Wednesday, August 17, 2016

The Other Way

After Bowie's death, the English professional funny person Adam Buxton read my blog and asked me to talk about it on his podcast, something I was honoured to do. He contacted me again while I was in Vegas saying he was doing a Bowie tribute show in Dublin soon and very kindly offering to guest list me. The show was a few days after my Lille trip so the timing was great, and I was really looking forward to it.



We unfortunately got there a little late due to Mrs Doke's insistence she knows better than Google Maps. A good hour before the event, I made the fundamental marital error of presenting her with a Google Maps suggested route from our house to the Iveagh Gardens with an estimate journey time of 26 minutes. Her response to my effrontery was three pronged in nature: outrage that I doubted her navigational prowess, dismissal of the Google Maps approved route in favour of one taking us directly through the city centre at rush hour, and insistence that we take that route. I compounded my error by suggesting a compromise route that would have us skirting around the centre of a city rather poorly designed by the Vikings for modern traffic rather than right through it, at rush hour.
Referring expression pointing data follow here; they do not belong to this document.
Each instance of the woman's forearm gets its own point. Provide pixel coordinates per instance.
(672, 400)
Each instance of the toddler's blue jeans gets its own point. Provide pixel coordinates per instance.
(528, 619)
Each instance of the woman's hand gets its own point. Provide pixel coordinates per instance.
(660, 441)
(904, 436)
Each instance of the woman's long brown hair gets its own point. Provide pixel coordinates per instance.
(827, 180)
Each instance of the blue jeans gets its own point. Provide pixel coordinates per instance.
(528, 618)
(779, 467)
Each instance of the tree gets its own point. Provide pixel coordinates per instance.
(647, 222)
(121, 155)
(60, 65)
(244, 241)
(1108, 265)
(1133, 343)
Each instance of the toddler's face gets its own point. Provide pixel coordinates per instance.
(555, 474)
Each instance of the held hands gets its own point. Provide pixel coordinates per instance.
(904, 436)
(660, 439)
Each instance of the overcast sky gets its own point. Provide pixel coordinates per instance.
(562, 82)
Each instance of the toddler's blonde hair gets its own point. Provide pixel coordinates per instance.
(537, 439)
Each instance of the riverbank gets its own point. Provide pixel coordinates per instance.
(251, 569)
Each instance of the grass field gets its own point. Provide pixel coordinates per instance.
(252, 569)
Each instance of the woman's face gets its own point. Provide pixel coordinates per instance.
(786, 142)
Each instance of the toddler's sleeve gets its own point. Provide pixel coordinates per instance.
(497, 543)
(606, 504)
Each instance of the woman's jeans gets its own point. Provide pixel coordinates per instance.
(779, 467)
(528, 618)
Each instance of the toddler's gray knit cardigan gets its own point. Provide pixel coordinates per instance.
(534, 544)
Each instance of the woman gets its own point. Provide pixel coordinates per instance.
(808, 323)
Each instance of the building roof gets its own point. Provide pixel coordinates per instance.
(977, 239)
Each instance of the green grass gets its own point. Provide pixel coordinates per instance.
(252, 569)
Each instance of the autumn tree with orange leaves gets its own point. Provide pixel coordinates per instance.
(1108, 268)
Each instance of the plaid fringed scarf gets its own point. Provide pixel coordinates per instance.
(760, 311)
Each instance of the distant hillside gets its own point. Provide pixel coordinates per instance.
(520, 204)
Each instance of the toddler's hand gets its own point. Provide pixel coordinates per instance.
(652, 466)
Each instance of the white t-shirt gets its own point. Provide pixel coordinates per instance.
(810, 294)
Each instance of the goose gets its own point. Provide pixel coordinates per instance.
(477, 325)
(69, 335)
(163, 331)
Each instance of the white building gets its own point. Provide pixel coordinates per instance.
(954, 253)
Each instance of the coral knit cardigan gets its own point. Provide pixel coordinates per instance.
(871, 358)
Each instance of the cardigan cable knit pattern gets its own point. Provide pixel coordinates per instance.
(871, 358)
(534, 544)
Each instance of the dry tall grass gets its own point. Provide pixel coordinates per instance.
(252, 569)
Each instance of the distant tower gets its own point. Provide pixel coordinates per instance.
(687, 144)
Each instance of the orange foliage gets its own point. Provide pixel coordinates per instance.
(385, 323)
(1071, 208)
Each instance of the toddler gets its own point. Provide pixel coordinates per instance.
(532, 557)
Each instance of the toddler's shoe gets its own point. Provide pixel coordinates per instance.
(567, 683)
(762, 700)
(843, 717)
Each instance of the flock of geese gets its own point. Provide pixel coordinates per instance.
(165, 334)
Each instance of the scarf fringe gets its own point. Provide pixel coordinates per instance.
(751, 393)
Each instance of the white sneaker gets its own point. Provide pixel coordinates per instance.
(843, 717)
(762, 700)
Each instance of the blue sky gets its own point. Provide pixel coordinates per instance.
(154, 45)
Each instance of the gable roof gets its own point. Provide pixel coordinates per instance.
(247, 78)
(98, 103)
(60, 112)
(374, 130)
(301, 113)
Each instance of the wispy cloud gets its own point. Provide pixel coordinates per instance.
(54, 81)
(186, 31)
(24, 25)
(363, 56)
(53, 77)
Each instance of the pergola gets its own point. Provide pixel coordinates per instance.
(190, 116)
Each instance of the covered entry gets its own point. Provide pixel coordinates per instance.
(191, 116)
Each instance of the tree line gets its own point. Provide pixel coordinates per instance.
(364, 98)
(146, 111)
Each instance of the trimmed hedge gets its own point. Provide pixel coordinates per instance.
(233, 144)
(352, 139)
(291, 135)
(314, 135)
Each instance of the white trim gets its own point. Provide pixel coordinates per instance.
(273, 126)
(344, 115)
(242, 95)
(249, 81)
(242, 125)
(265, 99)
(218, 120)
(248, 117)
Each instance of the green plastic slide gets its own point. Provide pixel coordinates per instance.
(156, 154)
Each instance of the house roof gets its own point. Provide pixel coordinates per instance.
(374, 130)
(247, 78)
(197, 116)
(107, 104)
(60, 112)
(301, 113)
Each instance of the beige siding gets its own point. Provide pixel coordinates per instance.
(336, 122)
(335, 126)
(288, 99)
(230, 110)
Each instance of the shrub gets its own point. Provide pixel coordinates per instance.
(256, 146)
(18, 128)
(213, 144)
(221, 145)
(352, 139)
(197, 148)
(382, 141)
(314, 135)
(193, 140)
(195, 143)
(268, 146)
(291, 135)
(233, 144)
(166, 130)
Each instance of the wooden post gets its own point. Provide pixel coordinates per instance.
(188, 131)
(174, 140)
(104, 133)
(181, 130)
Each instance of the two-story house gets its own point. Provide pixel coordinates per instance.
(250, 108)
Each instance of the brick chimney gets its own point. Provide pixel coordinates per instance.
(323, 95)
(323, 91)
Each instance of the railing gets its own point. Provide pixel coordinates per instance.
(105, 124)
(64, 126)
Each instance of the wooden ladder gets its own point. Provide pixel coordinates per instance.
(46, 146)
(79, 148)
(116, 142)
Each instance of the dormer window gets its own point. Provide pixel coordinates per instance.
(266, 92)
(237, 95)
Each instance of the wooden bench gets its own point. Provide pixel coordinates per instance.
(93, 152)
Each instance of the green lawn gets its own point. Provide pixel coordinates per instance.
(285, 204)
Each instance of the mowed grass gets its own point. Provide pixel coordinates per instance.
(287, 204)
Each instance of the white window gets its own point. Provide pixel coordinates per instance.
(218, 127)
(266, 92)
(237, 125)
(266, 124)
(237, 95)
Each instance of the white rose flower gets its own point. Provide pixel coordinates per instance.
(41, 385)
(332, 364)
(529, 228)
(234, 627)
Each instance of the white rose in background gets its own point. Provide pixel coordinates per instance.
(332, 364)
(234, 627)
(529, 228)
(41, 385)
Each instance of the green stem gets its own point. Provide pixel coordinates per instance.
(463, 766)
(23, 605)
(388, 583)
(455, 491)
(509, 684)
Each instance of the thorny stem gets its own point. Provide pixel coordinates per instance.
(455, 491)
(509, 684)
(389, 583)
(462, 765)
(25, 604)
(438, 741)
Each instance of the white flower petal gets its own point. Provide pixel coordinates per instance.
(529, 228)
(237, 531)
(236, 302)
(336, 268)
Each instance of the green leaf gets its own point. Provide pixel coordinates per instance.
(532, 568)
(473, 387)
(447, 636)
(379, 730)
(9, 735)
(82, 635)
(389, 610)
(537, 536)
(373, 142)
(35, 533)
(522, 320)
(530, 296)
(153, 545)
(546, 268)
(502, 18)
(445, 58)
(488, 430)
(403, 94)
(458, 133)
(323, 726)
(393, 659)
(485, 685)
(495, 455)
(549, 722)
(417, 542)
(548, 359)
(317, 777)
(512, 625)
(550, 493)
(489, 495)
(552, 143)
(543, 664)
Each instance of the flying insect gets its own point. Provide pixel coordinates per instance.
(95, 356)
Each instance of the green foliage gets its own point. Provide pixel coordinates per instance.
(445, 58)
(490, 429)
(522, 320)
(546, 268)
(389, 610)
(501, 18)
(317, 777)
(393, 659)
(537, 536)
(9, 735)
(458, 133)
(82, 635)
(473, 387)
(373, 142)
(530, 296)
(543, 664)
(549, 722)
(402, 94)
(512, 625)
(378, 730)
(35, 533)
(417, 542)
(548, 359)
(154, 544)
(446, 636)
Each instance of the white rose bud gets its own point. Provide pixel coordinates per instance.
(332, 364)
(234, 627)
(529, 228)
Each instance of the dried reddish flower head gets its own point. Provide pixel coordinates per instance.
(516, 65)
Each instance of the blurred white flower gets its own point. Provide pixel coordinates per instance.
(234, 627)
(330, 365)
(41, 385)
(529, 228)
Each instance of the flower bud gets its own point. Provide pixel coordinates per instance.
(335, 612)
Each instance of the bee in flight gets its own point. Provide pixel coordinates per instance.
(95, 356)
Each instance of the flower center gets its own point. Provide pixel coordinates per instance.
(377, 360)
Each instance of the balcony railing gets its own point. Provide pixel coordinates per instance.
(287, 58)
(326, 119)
An hour later, we are edging along the quays as she wails about the unexpected traffic and I wrestle with the death wish impulse to say out loud "We should have gone the other way". The fact that I have survived several decades of marriage hangs by such slim threads.

So we sadly missed the start of the show, after a fun "are you really on the guest list? I can't find you. Who put you on?" sweat that echoed the one Bowie himself put me through over a decade ago outside the Point. We came in during Lazarus, Bowie's intensely poignant farewell to this world. As we were ushered to the only remaining seats (front row but of course) we got to feel like those naughty kids who always arrive late for class.



The show has an interesting format that I suspect no words I write will do justice to. In reductionist terms it consists of Adam coming in at the Bowie phenomenon from a number of tangents, then using a YouTube clip as illustration, sometimes followed by some hilarious dissections of some of the YouTube comments that (as anyone who has wasted too much of their lives reading YouTube comments will already know) tend to be silly, surreal, inane, irreverent, misinformed, grammatically atrocious and hilarious all at once. So perfect fodder for Adam's brand of professional funnymanship.

It's a format that is simultaneously engaging and deceptively simple. It feels like one of your funny mates rattling on about stuff on the Internet, except much better and more carefully crafted because none of our funny mates are actually as funny as Adam. It's a format I'm certain Bowie himself would have loved, as it arcs between different periods and aspects of his career, the nature of stardom and fandom, and hops between respectfulness and irreverence with ease. Some of the highlights (spoiler alert!) include Bowie's ingenious subversion of 1970s American TV censorship with mad puppetry skillz on Saturday Night Live (which I was unaware of before the show), Adam reimagining Bowie's annus mirabilis (1977, when he wrote and recorded two of the greatest albums of all time, and helped write record and produce two more with Iggy Pop) if instead of being an eccentric reclusive 70s star he was an attention seeking all tweeting inane hash tagging present day one, and a stomach churningly funny exchange between a fan and a web persona believed to be Bowie himself that whisked me back to the early days of the Internet when none of us were sure what the Internet was for and the barriers between stardom and fandom started to crack.

Overall, the whole thing was a much more enjoyable and possibly more faithful to the spirit of the artist affair than the hundreds of "serious" tributes to Bowie since his passing. No matter how serious he got about his work or his process, there was always a quintessentially English tongue in cheek subversive quality to Bowie himself, a refusal to take himself or anything else in this world too seriously.

Adam is currently touring this show I believe so if you like Bowie or just comedy in general, get your ass along to it. For Bowie fans still in grief, it can have an oddly cleansing effect. Since his death, I found it difficult to listen to Bowie's music (and impossible to listen to Blackstar, the Death album), but since the show have gone back to listening to the music that has been the soundtrack of my adult life. 

However, you don't particularly need to be a Bowie fan to enjoy it (I was struck by how young the Dublin audience was) even if it probably helps. She's not exactly a Bowie superfan and it's pretty hard to make my wife laugh when she's tilted by traffic, I've certainly never managed it, but Adam pulled it off with aplomb.